Tuesday, December 7, 2010

They Say Black Friday - I Say Quality Time

Growing up, I was a good kid.  And I was pretty close to my parents.  but I was SUPER close to my dad.  I was the quintessential "Daddy's Girl."  If my mom said no, I would go to him.  Big alligator tears in my eyes, quivering lip, the whole deal.

And I would always get my way. 

Now - that being said - I wasn't actually a spoiled brat.  They did say no.  I was a good student, polite, and well-behaved.  So the story above is more about how I could wrap my dad around my pinky finger.

But now that I am (dare I say it), an adult, I am very close with BOTH my parents, and more than I have ever been with my mom.  We both love a good book, movie, or bottle of wine.  And she supports me through every single thing I have ever chosen to do.  Even more, she has been here for me the past 7 months more than I could have ever imagined.

But one random thing is that ever since I went to college, one of our favorite mom-daughter traditions has been Black Friday shopping.

We aren't the crazy Black Friday shoppers that stay up all night and try to break arms for the $1 television.  We aren't the people waiting for the hot toy of the season.  We're just out there to see what's available, and essentially shop for each other for Christmas.

It's one of my favorite quality times with my mom.  ALL YEAR.

The night before, after dinner is done and we are in our PJs and all comfy, we tediously go through every ad and decide if we are going to the store or not.  Then we decide what we want from each store, and based on opening times plus desires, we make a strategic plan of attack.

That's right - a list, a plan, and timed goals for hitting each store.  If you know me, this isn't really a surprise, is it?

This year the stores opened earlier than ever.  2am.  Read it again - 2am.  And despite the craziness of it, we decided to still do our traditional shopping.  Even worse - we were going to hit 14 stores.  Because we are gluttons for punishment.

We were out there at 1:45am, ready for our first store.  It was cold.  It was windy.  It was dark.  But then the stores opened and we were in.  And then out!  And then in.  And out!

We're pretty much a power team.  We weave and bob through the stores with the best of them - one shops while the other gets a prime line position (if necessary).  We know what we want, so we grab as needed.  And we know to avoid prime Black Friday real estate (electronics, toys, etc...)

So there we were - the Best Black Friday Shoppers Ever - and then we hit Victoria's Secret.  And suddenly, our whole day came to a halt.  We were stuck in the world's smallest store, with the slowest checkout, folding every bra into pale pink tissue paper.
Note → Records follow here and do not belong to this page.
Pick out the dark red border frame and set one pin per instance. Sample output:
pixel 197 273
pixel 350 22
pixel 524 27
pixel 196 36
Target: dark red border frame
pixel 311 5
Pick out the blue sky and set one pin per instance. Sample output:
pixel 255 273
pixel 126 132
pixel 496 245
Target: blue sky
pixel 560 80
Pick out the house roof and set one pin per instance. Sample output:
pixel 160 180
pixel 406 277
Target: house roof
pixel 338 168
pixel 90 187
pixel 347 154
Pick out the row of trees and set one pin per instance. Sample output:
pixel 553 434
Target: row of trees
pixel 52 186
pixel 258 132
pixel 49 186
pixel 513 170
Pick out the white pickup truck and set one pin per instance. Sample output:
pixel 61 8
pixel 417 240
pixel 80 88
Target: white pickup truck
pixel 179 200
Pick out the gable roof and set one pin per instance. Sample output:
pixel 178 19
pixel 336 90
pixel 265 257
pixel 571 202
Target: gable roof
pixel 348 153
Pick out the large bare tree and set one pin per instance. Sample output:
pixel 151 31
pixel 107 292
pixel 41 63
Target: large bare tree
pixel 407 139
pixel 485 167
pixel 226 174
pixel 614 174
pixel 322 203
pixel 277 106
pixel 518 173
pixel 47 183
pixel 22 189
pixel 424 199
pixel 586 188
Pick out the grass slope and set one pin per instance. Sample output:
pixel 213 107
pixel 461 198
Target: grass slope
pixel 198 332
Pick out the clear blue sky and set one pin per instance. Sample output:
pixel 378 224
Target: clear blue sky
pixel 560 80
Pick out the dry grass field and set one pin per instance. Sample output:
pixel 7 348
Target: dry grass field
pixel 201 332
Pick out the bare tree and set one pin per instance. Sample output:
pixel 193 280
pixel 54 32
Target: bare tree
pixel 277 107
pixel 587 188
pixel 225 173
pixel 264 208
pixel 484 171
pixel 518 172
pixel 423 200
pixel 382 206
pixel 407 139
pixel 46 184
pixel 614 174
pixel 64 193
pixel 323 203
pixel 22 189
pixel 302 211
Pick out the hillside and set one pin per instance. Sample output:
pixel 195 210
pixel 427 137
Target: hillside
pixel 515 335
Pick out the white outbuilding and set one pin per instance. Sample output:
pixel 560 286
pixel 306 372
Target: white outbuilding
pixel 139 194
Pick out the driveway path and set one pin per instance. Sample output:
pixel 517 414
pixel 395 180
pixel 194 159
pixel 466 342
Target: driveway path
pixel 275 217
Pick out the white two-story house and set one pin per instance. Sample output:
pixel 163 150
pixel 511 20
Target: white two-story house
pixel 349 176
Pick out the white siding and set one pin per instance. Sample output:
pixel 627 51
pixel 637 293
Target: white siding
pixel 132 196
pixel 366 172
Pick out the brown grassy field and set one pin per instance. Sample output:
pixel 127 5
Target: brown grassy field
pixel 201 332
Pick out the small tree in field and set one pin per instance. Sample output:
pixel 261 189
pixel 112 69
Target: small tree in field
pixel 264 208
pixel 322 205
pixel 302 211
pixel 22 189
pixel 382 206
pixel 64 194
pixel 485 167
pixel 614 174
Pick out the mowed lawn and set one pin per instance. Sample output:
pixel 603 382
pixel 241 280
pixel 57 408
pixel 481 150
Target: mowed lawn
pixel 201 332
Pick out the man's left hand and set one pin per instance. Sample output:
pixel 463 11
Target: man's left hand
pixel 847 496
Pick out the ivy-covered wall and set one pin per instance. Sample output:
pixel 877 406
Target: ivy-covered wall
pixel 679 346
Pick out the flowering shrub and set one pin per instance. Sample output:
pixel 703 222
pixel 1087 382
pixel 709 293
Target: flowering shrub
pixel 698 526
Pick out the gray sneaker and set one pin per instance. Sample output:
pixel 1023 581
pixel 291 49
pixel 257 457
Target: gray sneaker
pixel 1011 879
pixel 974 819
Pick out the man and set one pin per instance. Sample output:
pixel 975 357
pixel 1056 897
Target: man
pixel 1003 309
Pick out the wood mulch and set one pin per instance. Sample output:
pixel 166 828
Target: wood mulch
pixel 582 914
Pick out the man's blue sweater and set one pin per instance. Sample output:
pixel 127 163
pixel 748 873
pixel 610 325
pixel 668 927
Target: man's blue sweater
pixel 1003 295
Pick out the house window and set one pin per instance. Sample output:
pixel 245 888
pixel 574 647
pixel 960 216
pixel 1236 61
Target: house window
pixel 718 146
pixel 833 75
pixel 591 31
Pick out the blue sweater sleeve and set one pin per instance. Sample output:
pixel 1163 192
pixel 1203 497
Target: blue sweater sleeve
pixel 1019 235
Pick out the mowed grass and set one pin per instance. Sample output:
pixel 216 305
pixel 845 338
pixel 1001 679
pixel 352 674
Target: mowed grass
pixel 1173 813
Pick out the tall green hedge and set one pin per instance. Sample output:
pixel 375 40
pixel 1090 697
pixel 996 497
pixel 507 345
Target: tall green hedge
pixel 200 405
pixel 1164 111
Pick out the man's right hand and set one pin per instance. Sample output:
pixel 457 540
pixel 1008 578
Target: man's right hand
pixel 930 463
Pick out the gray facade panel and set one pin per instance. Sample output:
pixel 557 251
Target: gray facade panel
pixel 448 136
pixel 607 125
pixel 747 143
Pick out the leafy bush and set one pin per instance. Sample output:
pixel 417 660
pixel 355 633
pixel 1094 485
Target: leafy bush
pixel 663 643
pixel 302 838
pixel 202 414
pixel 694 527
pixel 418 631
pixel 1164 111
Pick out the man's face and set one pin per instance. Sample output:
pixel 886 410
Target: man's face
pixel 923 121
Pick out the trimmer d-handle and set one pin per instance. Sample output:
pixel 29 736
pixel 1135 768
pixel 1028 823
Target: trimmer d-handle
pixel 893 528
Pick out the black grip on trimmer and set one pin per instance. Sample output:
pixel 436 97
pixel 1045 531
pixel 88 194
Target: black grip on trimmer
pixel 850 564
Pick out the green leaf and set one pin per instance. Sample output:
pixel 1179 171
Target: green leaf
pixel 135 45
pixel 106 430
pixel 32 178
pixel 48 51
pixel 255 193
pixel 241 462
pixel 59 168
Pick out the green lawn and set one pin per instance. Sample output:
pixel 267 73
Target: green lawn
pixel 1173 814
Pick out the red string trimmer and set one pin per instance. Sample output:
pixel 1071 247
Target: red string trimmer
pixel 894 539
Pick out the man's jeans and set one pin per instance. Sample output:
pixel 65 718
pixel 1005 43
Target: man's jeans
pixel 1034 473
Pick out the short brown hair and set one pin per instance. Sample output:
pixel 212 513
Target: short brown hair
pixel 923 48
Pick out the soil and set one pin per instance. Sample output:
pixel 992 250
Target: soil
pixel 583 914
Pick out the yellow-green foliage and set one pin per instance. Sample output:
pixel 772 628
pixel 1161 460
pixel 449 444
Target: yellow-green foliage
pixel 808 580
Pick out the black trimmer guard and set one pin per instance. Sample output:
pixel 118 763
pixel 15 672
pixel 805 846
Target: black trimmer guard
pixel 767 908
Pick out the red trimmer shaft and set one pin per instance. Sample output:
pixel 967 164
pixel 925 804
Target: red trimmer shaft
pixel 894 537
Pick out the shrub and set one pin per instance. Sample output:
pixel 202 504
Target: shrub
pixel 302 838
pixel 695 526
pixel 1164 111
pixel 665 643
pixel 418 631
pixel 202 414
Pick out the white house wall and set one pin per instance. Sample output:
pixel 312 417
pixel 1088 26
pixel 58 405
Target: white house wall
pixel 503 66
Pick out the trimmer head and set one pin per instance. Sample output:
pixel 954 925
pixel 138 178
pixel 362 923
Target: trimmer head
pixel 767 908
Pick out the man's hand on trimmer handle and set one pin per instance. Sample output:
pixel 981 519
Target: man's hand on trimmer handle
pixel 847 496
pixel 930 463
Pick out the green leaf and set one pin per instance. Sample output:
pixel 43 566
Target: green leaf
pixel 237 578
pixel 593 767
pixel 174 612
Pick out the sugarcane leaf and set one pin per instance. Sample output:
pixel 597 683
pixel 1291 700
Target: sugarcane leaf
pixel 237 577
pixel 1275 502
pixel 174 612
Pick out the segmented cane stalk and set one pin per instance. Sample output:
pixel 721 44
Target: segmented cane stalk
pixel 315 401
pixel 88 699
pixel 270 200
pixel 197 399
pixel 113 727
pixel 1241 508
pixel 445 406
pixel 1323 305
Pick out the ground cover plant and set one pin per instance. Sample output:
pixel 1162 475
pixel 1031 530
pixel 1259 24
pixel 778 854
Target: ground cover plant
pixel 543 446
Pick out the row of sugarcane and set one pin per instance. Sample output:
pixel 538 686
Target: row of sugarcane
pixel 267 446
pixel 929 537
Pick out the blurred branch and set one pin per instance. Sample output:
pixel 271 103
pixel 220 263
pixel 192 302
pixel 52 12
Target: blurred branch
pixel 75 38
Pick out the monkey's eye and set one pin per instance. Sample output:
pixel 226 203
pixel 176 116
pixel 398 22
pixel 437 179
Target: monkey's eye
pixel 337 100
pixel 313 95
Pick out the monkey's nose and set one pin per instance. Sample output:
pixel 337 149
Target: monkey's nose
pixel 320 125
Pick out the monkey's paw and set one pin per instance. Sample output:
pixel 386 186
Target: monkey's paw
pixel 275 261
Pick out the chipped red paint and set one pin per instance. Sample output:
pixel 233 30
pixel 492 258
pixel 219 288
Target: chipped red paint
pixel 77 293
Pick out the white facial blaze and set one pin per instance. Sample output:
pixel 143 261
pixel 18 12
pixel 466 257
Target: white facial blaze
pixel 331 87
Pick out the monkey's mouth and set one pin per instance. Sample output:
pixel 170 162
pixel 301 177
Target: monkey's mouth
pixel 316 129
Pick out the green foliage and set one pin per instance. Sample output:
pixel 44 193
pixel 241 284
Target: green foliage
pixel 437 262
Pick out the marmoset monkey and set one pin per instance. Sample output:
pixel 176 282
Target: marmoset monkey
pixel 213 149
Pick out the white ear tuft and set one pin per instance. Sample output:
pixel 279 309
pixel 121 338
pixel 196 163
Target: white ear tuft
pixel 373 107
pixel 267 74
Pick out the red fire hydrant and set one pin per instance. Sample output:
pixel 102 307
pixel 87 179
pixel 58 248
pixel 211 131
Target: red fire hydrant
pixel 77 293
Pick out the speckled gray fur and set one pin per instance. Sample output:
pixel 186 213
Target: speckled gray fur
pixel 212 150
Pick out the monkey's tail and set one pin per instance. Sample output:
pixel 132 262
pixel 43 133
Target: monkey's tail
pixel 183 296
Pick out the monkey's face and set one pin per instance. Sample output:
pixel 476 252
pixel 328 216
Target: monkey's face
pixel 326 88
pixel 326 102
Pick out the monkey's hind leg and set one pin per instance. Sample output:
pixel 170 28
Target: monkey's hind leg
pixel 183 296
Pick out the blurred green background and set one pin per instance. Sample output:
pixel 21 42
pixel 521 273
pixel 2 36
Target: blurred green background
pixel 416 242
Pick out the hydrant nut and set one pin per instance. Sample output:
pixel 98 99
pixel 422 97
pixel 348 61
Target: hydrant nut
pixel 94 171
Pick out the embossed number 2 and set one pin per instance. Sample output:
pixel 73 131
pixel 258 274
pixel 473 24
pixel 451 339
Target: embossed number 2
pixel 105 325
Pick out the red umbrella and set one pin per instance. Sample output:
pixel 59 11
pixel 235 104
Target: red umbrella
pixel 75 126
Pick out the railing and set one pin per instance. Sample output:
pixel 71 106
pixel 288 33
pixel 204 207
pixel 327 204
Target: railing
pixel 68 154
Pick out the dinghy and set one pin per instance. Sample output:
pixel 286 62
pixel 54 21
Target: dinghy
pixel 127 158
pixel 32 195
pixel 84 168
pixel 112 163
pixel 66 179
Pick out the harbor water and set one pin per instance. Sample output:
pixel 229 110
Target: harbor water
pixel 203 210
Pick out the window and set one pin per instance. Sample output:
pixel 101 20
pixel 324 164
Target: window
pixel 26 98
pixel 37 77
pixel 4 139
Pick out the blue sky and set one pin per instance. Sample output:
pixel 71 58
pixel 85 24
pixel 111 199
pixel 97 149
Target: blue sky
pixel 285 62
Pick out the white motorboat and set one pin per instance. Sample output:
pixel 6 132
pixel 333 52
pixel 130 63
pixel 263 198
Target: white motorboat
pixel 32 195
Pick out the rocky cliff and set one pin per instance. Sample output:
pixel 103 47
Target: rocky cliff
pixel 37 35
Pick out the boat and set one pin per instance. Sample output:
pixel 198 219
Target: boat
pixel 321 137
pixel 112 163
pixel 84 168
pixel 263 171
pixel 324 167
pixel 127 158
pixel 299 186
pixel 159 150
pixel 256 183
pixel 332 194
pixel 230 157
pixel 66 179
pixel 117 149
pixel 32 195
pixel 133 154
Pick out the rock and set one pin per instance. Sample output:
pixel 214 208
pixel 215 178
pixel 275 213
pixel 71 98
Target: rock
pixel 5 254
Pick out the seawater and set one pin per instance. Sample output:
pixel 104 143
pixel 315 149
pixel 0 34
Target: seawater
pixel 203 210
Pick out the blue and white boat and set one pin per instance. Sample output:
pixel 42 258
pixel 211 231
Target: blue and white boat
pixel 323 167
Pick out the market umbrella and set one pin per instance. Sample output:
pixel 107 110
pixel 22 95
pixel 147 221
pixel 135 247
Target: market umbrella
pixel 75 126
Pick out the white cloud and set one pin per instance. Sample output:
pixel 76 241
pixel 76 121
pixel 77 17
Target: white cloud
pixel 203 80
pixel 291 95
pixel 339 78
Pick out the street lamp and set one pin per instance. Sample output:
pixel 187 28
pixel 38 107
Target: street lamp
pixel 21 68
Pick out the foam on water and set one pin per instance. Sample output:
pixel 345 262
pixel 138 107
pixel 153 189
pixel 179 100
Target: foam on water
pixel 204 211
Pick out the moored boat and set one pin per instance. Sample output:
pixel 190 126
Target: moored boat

I thought I was going to lose it. 

*To this day, I'm still on an "End the Pink Tissue" campaign.  Pink tissue paper has no place in Black Friday!

We lost a lot of time, but we were together.  And we laughed and made friends with the people in line.  I showed my mom Twitter and Foursquare and Facebook - all from my iPhone.  And eventually, we made it out.

By the end of the morning, we were exhausted and settling in for a hard-earned brunch at one of my favorite local places.  We were ready for the nap that we had definitely earned.

But I was also really content with all the quality time I had with my mom.  The whole weekend was great (and I totally cried like a baby as I pulled out of the driveway to return to Indy).  But I'm already looking forward to next year - even if the stores are going to open even earlier!

Blame it on the SAD

I'm starting this post with a warning - I'm in a mood.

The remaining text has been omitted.